In workplaces, however, Nazi demands for maximizing performance often compromised health, and wartime conditions worsened this. Yet, even here, many doctors' traditional values acted as a counterbalance, and complete enforcement of Nazi health policies was not achieved. This disparity between Nazi goals and their implementation highlights the persistence of traditional medical ethics against the regime's ideology.

=== Intentions ===
According to Prof. Dr. Heribert Hofer and Prof. Dr. Hans-Peter Kröner, besides this ideological intention of the New German Medicine, there was also a more tangible one: Many medications of "conventional medicine" relied on the import of certain raw materials that could not be grown in Germany. Therefore, behind the "New German Medicine" was also the economic intention of testing cheaper and, above all, domestic therapeutic agents with the aim of achieving economic self-sufficiency. Ultimately, the ideas of the New German Medicine didn't gain traction. Mainstream medicine, favored by the National Socialists, especially for military purposes, held more sway in the end.

=== Validity of alternative medicine ===

According to Dr. Edzard Ernst, historical evidence suggests that the scientific validation of Contemporary/Alternative medicine (CAM), such as homeopathy, conducted by the Nazi government yielded negative results. Despite this, proponents of alternative medicine persisted in promoting their practices. Ernst highlights the parallels and differences between CAM in the Third Reich and contemporary alternative medicine. He also emphasizes the importance of evidence-based medicine and criticizes the integration of non-evidence-based treatments into conventional medicine.

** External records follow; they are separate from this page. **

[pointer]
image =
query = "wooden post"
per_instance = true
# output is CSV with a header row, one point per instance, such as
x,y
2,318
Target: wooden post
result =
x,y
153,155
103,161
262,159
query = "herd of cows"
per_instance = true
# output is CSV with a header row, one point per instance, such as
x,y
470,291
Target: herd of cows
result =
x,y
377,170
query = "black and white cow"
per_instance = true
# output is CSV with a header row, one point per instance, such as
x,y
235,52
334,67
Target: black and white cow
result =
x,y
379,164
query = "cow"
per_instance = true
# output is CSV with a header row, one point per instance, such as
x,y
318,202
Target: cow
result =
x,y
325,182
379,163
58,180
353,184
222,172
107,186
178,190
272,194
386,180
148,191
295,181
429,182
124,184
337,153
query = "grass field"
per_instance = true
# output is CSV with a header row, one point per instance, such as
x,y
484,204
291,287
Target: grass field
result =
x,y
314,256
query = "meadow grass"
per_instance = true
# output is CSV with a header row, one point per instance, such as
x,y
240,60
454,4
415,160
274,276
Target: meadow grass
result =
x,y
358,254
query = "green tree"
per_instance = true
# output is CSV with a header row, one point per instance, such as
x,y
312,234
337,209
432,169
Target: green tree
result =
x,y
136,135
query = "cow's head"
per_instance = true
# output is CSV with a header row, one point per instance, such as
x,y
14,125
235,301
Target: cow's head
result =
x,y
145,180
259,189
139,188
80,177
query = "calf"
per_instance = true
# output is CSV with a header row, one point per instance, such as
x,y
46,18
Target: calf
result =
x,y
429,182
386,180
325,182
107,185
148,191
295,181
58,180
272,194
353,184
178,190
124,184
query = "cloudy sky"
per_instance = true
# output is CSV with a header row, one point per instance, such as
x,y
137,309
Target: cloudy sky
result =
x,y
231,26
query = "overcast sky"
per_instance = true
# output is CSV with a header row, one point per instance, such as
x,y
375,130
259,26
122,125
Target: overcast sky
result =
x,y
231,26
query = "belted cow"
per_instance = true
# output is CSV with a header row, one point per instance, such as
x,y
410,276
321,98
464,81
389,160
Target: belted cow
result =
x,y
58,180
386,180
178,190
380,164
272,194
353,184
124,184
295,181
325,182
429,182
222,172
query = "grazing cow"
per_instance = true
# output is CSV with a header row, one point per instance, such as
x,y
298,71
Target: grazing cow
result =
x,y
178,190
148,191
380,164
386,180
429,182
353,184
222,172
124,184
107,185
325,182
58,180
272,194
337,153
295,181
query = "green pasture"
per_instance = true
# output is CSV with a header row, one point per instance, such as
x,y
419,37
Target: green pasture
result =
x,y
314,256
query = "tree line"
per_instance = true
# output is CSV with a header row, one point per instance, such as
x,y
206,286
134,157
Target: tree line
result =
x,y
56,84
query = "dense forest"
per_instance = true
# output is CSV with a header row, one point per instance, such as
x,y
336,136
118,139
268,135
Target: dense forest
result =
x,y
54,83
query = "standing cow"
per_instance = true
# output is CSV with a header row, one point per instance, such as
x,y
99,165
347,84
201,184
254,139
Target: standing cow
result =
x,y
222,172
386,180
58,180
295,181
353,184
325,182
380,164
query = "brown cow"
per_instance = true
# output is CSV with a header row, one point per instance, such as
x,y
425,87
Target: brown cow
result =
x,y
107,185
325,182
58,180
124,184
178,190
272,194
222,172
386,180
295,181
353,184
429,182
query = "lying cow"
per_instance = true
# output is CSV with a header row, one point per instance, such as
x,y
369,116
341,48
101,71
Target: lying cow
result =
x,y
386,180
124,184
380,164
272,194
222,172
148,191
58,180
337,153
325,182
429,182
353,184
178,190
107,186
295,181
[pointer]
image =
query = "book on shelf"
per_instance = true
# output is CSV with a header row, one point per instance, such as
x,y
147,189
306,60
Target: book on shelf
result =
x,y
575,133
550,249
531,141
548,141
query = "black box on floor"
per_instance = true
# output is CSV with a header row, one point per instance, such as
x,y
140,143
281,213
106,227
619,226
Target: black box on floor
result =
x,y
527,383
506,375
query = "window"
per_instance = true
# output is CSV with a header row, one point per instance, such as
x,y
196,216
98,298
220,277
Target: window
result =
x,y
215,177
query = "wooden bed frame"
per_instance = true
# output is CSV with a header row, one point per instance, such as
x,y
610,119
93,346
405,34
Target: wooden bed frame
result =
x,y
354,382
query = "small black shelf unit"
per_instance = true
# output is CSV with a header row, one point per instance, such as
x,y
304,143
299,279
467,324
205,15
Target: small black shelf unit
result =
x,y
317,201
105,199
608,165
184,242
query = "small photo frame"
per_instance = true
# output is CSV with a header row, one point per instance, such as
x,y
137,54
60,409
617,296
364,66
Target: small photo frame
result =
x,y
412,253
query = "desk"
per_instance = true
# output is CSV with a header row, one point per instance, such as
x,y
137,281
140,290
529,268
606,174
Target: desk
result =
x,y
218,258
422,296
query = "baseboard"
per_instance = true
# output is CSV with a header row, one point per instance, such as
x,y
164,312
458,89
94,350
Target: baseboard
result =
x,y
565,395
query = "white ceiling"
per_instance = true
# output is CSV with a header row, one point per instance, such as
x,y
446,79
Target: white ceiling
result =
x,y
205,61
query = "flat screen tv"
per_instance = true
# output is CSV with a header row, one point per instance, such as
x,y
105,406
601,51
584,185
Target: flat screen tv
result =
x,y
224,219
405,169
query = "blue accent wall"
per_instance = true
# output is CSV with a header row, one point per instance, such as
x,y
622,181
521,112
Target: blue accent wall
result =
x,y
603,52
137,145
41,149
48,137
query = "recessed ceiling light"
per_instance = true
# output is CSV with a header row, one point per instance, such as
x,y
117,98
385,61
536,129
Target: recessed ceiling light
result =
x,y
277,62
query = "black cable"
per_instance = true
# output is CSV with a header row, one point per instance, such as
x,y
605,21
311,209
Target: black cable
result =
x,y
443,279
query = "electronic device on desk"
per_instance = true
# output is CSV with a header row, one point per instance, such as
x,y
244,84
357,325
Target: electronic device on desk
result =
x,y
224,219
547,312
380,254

Ernst argues that the Nazi atrocities stand as unparalleled violations of medical ethics in history. These egregious acts were made possible due to doctors' disregard for fundamental principles of medical ethics. Similarly, the utilization of unproven, debunked, or unsafe treatments on ill-informed patients, as seen in alternative medicine, represents a glaring ethical breach in healthcare. This approach starkly contradicts Hippocrates' foundational dictum of "first do no harm."